Persistent Storage with Docker in Production - Which Solution and Why?


#1

Hello, I’ve recently started working for a company that wants to break their monolithic SaaS application up into containerized microservices. I’m having a hard time grasping a fundamental part of persistent storage, though. Why are there so many different competing platforms? Portworx, Rexray, StorageOS, Flocker, Inifint, etc.

My Questions

    1. Why wouldn’t someone simply spin up an NFS server and use a hierarchical folder structure there as their storage backend? What gains do you get when using one of these tools?
    1. How dangerous is it to use something like this with Docker? What are the common causes for catastrophic data loss in a docker-based environment?
    1. What persistent storage solution would you recommend and why? My company operates a SaaS platform. The data payloads are small in size (5kb-100kb). Data processing is small-medium in resource consumption. Overall volume is medium, but continues to grow. We’re hoping to completely move our monolithic application to the cloud as separate containerized microservices. Including our data warehouse.
    1. Somewhat unrelated, but it ties in. What are the strengths of using Kubernetes as an orchestrator as opposed to Rancher/Cattle? Isn’t Kubernetes over-engineered for a small-medium sized platform? Are there any strengths to using Kubernetes in Rancher aside from the one-click installation?

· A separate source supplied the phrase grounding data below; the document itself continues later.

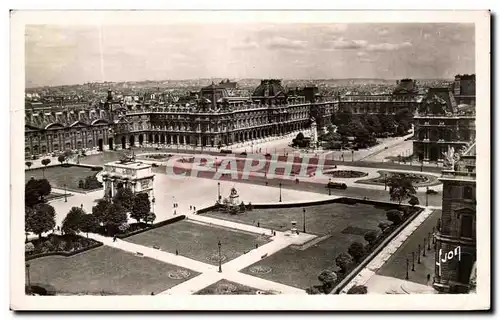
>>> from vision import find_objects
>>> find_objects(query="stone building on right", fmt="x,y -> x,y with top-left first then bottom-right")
433,142 -> 476,293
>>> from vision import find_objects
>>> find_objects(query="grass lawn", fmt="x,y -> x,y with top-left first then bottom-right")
195,279 -> 265,295
125,220 -> 270,265
25,165 -> 101,191
239,202 -> 391,289
205,201 -> 390,236
27,246 -> 199,295
376,210 -> 442,286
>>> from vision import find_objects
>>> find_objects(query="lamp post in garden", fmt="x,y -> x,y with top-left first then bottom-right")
418,245 -> 421,264
384,173 -> 388,191
328,178 -> 331,196
215,157 -> 218,172
426,186 -> 429,207
218,240 -> 222,273
303,208 -> 306,233
279,182 -> 282,203
217,182 -> 221,201
423,238 -> 427,257
412,252 -> 415,271
63,184 -> 67,202
405,258 -> 409,280
25,263 -> 31,292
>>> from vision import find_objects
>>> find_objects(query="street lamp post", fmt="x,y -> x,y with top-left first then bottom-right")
63,184 -> 67,202
384,174 -> 387,191
217,182 -> 221,201
303,208 -> 306,233
279,182 -> 282,202
218,240 -> 222,273
25,263 -> 31,292
423,238 -> 427,257
412,252 -> 415,271
426,186 -> 429,207
405,258 -> 409,280
215,157 -> 218,172
328,178 -> 331,196
418,245 -> 421,264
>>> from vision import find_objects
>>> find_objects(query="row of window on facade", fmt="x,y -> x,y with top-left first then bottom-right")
26,129 -> 107,140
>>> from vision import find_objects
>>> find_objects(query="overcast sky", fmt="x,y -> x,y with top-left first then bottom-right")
25,23 -> 475,87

Thank you for the insight. Sorry for the naivety. I welcome all documentation and supplemental reading material.


#2

The “Holy Grail” of Cloud Native is letting go of both local and remote storage and being resilient to exactly the scenarios you described. At this point in time ( you wrote this in 2017, in Dockertime half a century ago ) it is wise to look at a resilient K8s stack with underlying nodes that handle the storage.

NFS is local remote storage; there is no sane way to duplicate the data across all the nodes scattered on the Internet IMHO.

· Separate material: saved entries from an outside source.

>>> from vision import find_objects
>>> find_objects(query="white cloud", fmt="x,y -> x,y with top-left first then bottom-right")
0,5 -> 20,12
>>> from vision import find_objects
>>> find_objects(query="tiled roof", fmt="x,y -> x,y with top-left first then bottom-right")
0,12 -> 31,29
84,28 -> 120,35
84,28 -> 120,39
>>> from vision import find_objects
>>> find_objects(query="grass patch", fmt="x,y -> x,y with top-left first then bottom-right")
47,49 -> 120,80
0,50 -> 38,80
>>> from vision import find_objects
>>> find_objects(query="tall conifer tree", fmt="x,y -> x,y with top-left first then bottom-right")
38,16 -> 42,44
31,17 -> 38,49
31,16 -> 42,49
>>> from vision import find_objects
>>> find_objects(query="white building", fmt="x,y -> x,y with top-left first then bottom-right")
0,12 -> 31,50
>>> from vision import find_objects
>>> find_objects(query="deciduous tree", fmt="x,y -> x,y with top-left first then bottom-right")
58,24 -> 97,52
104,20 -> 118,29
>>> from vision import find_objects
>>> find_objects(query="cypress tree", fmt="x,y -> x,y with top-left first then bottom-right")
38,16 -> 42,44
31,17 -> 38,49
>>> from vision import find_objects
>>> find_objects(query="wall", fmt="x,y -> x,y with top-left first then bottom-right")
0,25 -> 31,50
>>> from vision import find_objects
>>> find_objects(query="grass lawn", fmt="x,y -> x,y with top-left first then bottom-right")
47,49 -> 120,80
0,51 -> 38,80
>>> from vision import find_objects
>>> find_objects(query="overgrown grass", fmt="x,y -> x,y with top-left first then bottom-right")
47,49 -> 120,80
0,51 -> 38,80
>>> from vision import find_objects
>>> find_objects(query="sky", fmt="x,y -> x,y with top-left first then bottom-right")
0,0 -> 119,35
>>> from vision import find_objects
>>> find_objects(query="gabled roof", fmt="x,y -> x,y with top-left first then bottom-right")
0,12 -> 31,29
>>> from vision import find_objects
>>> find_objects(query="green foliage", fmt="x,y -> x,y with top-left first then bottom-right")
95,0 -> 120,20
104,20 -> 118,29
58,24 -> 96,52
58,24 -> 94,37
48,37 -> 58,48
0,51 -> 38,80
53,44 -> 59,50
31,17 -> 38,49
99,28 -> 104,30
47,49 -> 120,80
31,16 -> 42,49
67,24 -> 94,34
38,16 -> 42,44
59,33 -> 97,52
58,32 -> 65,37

I found your question whilst I’m searching to create a stack doing just that.
It is based on Rancher 2.0alpha, K8s 1.8 and StorageOS.

When nodes, containers and storage are independant and can be destroyed and created without losing policies, coherancy and responsiveness I’ll let you know. Should be 2019 by then (?)

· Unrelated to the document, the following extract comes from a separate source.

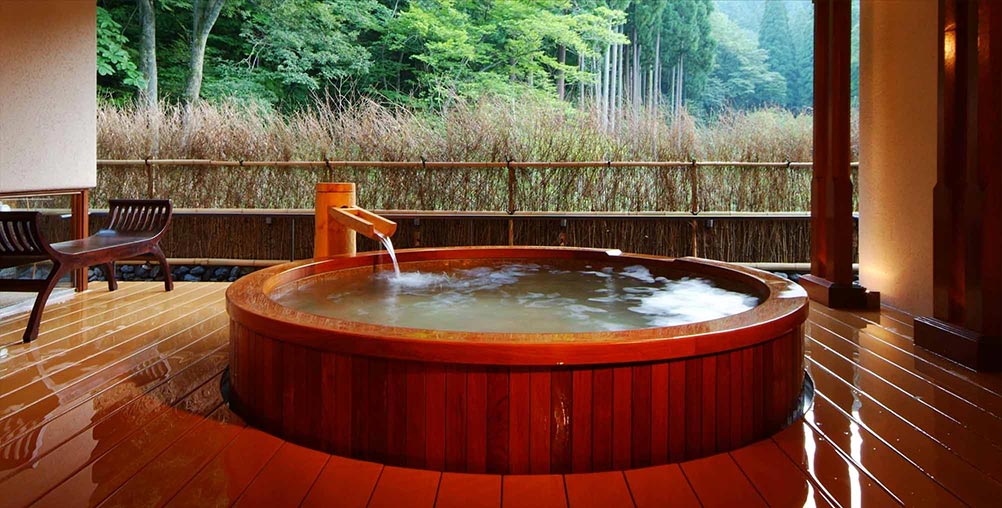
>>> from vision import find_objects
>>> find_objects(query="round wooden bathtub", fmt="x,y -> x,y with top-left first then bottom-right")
225,247 -> 809,474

I feel the resiliency of a K8s controller is one important aspect, maturity of Rancher 2.0 with its groups, policies and nice UI the other.


#3

Hey twobombs,
I’m currently attempting to get storageOS set up with my rancher 2.0 cluster as well. Have you had any luck with it? Not sure how to enable mount propagation on the kubelet/api server since it’s run by rancher.


#4

Go Longhorn :slight_smile: storage os was a distraction at best :slight_smile:


#5

Ha, one year later and we’re no closer to finding the answer here. Although we have left Rancher in favor of building vanilla K8s clusters with kubeadm instead.

Last I knew the Longhorn project wasn’t under active development.


#6

@Thomas_Zimmerman would you go with StorageOS or Longhorn? I’m setting up Rancher2.0 as I want to move away from Rancher1.6+Cattle because of soon to be end of support.


#7

I wouldn’t use either but I operate in the cloud. I think Longhorn is dead. Also I would suggest you build your own cluster with Kubeadm or a cloud provider instead of using Rancher.

https://kubernetes.io/docs/concepts/storage/#types-of-volumes


#8

Thx @Thomas_Zimmerman! I am stuck with bare metal for a while. Longhorn seems to be active again: https://github.com/rancher/longhorn/releases, so is StorageOS, hence my hesitation.

Why were you unsatisfied with Rancher?


#9

No, not dissatisfied. I actually interviewed with them once upon a time. I just think that kubeadm is a better solution for bootstrapping your own cluster since you won’t have the overhead. Plus if you use Rancher you’ll be locked into supported versions of k8s rather than having the newest available version like you would with kubeadm.

A lot of what made Rancher relevant sorta disappeared with Cattle. At least in my opinion.


#10

Longhorn is not dead. RKE is our analog of kubeadm. Rancher uses it internally to create clusters but it is its own standalone tool. Bleeding edge is not something our customers generally need, but you can run any images you want if you don’t want support from us.


#11

Thx @vincent! I really want to stay with Rancher, as we are happily using Cattle with Gitlab now in production. So what you say is that longhorn is alive and ready to be battle tested on staging env?